Published Jan 4, 2018

PORTSMOUTH, N.H. (January 4, 2018)—When Alexandra Dunn, the new Environmental Protection Agency (EPA) Regional Administrator for New England, sits down at her desk for the first time Monday morning, she’ll have a letter waiting for her from more than 200 residents from 83 towns and cities in New Hampshire. The letter expresses the group’s concerns that the EPA is abdicating its mission, to protect public health and the environment, under the Trump administration, and urges Dunn to do what she can to address toxic chemicals in local drinking water, climate change and the administration’s penchant for censoring science.

Dunn will oversee federal environmental protection efforts in Connecticut, Maine, Massachusetts, New Hampshire, Rhode Island and Vermont. She most recently served as the executive director and general counsel for the Environmental Council of States, a national nonprofit, nonpartisan organization that helps state governments improve water infrastructure, air pollution control, site cleanup and chemical management.   

The letter was signed by 235 people and delivered by Roger Stephenson, with the Union of Concerned Scientists.

“The local science and environmental communities are pleased with Ms. Dunn’s appointment, and hope she can make a difference in this administration,” said Stephenson. “We say that New Hampshire is at the end of the nation’s tailpipe because we receive pollution from upwind coal plants. People are also extremely concerned about perfluorocarbons in local drinking water. While Ms. Dunn gets high marks because of her experience, it likely will be an uphill battle in an administration intent on upending EPA’s mission.”

The letter points out that EPA scientists were prevented from speaking at the State of the Narragansett Bay conference in Rhode Island in October.

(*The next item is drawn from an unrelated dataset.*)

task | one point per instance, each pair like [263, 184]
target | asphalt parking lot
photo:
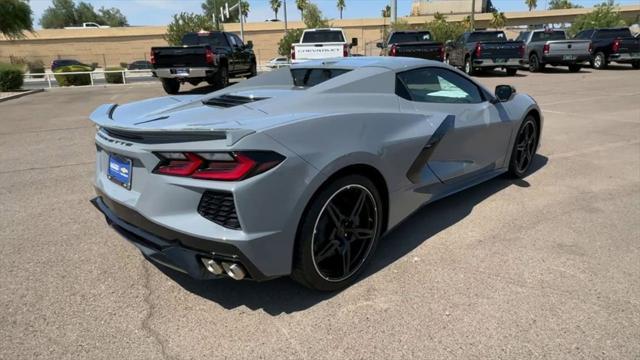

The signers ask for Dunn’s assurance that EPA scientists will not be silenced on the topic of climate change or other environmental and public health matters, and will not be prevented from attending or speaking at conferences, whether in New Hampshire or elsewhere in the region.

Stephenson says New Hampshire residents also hope Dunn pushes back against budget cuts. “As the new budget season begins, the administration and Congress seem to think that funding for environmental protection and the enforcement of regulations that protect public health can be slashed with impunity,” he said.

Stephenson plans to invite Dunn to New Hampshire for a tour and roundtable with residents. Robert Schultz, of Lebanon, who signed the letter, said he hopes the new regional administrator engages with residents because a lot is at stake.

“Speaking as a Granite-Stater, a retired professor of environmental ethics, and an active faith community member, I believe the current EPA’s program cuts, its leadership’s disrespect for science, and the administrator’s proposal to rescind the Clean Power Plan are a violation of the EPA mission, of government for and by the people, in Mr. Lincoln’s words, and of our country’s global responsibility to make deep and prompt cuts in greenhouse gas emissions,” said Schultz.